The only way to be certain of the consistency of the batter, at least the first few times you make it, is to drain the water from the soaked dal very, very thoroughly; and only then add the prescribed quantity of water. If you don't drain the water from the dal well enough, you will end up with too much water in the batter.
The second crucial aspect of this recipe is whipping enough air into the batter so that it is airy and light. The paste is too thick to do this with a wire whisk, so you will have to use your hand. This will raise your heart rate and make your shoulder ache, but you have to keep at it for a good ten minutes.

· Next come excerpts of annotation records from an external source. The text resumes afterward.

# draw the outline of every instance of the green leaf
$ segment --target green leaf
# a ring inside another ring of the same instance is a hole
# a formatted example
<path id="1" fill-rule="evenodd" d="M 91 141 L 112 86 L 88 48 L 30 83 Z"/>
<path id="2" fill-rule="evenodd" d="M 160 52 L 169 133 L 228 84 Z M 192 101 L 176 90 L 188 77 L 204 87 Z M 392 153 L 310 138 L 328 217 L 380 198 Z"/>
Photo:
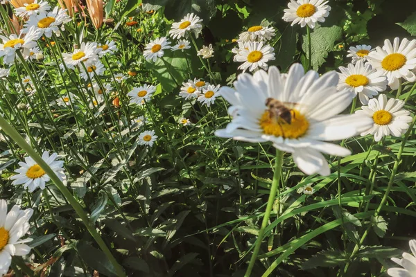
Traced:
<path id="1" fill-rule="evenodd" d="M 397 23 L 397 24 L 401 26 L 411 35 L 416 35 L 416 12 L 409 15 L 404 22 Z"/>
<path id="2" fill-rule="evenodd" d="M 325 62 L 325 57 L 331 52 L 335 42 L 340 39 L 342 36 L 343 28 L 337 26 L 331 27 L 317 26 L 311 34 L 311 44 L 312 47 L 312 66 L 318 70 Z M 302 48 L 308 57 L 308 39 L 306 35 L 303 36 Z"/>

The third thing to bear in mind—although this is more of a preference—is that these fritters can take some time to fry if you want them to turn out brown and crispy. Resist the urge to crank up the heat. Fry them gently at medium-low heat (about 160ºC). Some people don't brown them as much, stopping at a golden brown. Those rosh bora are soft and juicy but lack the crunch.
Ingredients
For the bora
- 150 g kolaier dal (or biuli dal; soaked for 2 hours)
- 120 g water
- 3 g salt
- 1 tsp mouri (fennel seeds)
For the sugar syrup
- 400 g sugar
- 200 g water
- juice of half a lime
- oil for frying
Method
- Wash and soak the kolaier dal for 2 hours. Drain the water as thoroughly as possible. Removing all the excess water will allow us to measure and take the exact amount required for the batter.
- Grind the soaked dal with salt, fennel seeds and the given amount of water until smooth.

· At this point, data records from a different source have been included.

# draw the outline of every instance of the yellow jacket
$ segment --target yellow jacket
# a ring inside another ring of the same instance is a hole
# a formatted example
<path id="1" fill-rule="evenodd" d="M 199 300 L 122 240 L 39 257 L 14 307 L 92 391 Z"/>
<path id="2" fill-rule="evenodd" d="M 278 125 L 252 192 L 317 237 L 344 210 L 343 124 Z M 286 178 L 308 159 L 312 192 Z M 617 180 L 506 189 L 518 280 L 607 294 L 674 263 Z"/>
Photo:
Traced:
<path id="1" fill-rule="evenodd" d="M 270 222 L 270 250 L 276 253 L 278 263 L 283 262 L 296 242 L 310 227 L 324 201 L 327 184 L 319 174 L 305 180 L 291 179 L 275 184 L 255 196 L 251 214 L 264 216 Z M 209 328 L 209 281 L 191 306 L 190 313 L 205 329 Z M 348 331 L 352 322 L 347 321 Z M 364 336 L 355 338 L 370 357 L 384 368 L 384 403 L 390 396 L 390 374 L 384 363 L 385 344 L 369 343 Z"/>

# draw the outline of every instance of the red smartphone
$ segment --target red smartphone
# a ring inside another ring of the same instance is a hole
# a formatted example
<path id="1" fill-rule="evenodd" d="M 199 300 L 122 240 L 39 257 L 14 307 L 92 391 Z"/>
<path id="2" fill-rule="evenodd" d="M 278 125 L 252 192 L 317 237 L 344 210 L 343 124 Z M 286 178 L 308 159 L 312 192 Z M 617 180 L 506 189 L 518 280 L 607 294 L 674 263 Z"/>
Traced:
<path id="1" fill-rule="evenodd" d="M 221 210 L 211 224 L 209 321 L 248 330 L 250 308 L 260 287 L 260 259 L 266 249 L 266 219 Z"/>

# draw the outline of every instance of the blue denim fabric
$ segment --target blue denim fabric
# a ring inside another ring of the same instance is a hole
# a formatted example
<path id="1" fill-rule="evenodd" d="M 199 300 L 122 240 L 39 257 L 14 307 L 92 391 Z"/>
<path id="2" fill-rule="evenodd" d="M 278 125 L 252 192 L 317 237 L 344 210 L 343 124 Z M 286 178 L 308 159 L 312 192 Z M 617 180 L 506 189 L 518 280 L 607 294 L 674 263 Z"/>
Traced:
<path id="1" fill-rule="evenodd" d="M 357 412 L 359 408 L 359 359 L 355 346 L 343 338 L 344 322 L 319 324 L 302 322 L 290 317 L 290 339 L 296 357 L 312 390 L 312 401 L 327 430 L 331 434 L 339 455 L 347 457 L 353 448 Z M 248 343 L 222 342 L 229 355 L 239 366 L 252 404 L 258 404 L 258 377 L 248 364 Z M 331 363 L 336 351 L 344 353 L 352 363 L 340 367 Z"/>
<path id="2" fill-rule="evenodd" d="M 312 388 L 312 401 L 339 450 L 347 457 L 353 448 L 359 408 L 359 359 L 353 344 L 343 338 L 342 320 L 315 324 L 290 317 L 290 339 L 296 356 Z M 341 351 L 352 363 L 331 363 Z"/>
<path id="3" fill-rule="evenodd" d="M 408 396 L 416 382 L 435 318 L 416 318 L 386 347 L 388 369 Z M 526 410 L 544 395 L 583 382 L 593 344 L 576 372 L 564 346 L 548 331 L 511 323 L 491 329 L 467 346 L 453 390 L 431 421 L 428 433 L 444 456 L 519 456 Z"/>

- Transfer to an oversized mixing bowl and whip the batter with your hands for 10 mins, minimum, until it is light and fluffy.

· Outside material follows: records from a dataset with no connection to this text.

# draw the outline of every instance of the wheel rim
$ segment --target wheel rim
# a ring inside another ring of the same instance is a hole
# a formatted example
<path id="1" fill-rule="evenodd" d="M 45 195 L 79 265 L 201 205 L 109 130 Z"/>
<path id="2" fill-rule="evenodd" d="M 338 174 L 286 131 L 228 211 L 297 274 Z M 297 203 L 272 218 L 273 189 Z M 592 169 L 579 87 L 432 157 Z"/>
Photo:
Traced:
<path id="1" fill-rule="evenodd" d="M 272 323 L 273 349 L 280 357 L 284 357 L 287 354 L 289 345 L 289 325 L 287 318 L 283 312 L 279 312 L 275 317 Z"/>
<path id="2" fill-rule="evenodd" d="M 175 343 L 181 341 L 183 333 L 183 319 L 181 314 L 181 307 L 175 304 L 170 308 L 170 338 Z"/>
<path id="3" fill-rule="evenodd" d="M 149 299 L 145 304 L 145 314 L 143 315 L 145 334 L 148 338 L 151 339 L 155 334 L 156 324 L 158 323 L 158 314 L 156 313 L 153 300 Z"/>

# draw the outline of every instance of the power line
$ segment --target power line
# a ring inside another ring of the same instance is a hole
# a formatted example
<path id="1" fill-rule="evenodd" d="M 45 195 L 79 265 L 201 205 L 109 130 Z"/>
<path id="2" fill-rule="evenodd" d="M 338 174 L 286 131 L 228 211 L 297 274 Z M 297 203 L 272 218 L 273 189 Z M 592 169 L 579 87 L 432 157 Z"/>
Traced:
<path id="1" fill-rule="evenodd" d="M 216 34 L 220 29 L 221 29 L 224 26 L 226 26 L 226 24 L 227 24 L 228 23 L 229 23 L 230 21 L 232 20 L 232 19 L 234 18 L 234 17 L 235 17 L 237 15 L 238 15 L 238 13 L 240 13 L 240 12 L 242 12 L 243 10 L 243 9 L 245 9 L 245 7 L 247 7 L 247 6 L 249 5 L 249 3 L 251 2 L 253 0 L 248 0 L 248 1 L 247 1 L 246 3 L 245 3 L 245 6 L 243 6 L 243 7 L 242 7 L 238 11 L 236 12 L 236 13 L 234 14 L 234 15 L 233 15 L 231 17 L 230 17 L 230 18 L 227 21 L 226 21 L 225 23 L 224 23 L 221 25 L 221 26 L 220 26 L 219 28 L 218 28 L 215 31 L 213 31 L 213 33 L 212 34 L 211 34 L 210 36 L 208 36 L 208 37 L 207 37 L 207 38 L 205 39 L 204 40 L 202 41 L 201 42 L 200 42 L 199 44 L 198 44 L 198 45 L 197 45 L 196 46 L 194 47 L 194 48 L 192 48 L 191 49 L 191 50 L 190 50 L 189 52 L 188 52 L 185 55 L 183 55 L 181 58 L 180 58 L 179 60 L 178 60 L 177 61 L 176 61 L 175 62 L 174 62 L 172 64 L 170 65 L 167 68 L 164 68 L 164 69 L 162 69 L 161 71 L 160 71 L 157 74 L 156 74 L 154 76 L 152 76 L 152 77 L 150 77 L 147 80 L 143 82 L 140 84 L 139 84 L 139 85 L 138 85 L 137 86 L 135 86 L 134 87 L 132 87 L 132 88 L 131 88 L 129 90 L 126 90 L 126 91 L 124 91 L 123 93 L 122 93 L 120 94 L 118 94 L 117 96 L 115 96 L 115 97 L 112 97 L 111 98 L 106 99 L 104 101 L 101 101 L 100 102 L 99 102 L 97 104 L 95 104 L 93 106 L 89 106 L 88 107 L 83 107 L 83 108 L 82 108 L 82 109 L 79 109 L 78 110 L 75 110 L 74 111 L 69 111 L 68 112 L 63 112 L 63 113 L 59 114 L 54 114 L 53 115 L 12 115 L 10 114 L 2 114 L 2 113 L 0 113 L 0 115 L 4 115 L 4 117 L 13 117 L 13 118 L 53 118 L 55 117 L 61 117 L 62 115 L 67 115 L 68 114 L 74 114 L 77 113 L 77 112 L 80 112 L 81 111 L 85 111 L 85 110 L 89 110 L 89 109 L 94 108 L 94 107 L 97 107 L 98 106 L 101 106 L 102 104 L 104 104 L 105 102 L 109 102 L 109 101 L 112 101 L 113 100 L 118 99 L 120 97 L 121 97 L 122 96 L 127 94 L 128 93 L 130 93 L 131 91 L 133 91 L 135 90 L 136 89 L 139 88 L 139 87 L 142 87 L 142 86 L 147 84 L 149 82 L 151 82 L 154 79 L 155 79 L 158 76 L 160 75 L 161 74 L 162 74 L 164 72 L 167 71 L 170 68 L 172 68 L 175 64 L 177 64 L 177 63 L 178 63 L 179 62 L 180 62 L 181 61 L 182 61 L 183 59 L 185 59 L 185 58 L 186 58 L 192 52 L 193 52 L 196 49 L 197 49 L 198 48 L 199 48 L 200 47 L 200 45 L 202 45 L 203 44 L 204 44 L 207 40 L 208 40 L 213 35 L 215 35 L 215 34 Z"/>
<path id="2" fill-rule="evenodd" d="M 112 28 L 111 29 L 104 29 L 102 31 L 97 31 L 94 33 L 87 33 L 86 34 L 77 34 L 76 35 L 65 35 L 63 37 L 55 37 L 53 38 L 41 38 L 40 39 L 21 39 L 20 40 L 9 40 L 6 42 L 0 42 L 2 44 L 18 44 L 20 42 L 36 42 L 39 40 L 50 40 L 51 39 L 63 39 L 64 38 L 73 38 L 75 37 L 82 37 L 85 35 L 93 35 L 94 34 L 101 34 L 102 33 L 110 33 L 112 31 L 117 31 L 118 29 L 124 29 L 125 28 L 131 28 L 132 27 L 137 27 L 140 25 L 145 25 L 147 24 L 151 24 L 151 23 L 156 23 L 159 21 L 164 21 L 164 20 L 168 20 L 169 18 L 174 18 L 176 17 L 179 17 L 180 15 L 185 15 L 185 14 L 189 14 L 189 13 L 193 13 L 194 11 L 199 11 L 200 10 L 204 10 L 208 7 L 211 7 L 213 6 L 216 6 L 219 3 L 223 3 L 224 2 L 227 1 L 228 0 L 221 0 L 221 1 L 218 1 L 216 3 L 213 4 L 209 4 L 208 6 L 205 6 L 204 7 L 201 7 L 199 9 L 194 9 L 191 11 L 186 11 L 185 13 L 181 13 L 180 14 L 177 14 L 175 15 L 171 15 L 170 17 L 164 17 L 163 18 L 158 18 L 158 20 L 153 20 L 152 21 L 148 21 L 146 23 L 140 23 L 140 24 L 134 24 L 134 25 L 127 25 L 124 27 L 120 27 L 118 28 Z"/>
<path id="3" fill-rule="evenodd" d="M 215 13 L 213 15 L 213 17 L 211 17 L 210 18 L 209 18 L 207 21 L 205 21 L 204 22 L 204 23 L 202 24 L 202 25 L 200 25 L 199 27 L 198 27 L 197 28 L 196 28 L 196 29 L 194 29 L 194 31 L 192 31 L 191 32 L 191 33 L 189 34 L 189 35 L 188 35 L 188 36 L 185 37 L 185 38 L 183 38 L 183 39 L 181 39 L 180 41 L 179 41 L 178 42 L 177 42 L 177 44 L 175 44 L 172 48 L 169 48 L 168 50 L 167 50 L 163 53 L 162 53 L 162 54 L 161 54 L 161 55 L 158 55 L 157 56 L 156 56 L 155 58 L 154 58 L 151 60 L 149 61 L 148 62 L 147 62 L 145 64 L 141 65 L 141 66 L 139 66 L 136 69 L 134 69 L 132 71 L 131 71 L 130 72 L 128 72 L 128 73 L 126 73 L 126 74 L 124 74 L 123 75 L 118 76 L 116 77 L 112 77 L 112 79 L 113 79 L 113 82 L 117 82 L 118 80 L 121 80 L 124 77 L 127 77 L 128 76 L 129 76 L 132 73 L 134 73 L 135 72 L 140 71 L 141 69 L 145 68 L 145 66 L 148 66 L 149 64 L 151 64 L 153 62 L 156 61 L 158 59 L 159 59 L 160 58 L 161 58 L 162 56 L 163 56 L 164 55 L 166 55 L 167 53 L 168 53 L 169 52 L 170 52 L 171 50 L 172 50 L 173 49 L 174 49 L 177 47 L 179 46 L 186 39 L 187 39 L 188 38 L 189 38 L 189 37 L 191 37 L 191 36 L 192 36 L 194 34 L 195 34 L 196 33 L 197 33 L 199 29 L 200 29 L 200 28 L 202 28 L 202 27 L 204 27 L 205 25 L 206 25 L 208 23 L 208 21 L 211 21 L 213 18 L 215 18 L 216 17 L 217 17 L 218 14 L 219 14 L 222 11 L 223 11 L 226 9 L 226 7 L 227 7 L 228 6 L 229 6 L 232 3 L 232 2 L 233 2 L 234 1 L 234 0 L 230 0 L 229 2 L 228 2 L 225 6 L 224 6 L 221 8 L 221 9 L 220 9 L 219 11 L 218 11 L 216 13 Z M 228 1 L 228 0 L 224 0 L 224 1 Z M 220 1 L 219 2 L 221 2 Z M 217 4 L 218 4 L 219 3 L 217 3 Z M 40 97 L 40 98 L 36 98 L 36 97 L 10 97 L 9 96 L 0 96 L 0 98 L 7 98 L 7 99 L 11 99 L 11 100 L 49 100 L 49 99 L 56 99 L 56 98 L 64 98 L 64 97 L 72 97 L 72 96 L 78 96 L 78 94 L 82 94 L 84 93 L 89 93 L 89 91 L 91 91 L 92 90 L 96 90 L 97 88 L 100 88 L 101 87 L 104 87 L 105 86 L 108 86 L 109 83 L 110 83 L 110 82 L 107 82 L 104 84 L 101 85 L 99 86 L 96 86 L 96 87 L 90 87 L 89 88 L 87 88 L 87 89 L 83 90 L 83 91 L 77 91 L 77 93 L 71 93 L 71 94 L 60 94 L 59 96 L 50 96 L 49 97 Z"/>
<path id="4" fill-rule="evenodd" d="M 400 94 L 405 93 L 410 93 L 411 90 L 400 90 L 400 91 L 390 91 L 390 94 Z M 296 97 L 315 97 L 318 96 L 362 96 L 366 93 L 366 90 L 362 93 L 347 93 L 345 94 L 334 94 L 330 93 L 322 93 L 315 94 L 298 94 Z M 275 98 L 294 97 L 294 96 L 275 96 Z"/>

- Heat oil for deep frying.
- On an adjacent stove, start the sugar syrup by bringing sugar and water to a boil. The sugar syrup shouldn't be too thick. Squeeze in the juice of a lime to prevent crystallisation.
- Once the oil is hot (~180°C), keeping the flame medium-low, drop the batter in little dollops of, say, 8g each.
- Fry evenly on all sides until brown (about 10 mins).
- Remove from the oil, and while the fritters are still hot, dunk them in the sugar syrup.
- Allow them to sit submerged in the syrup for at least 30 mins before eating.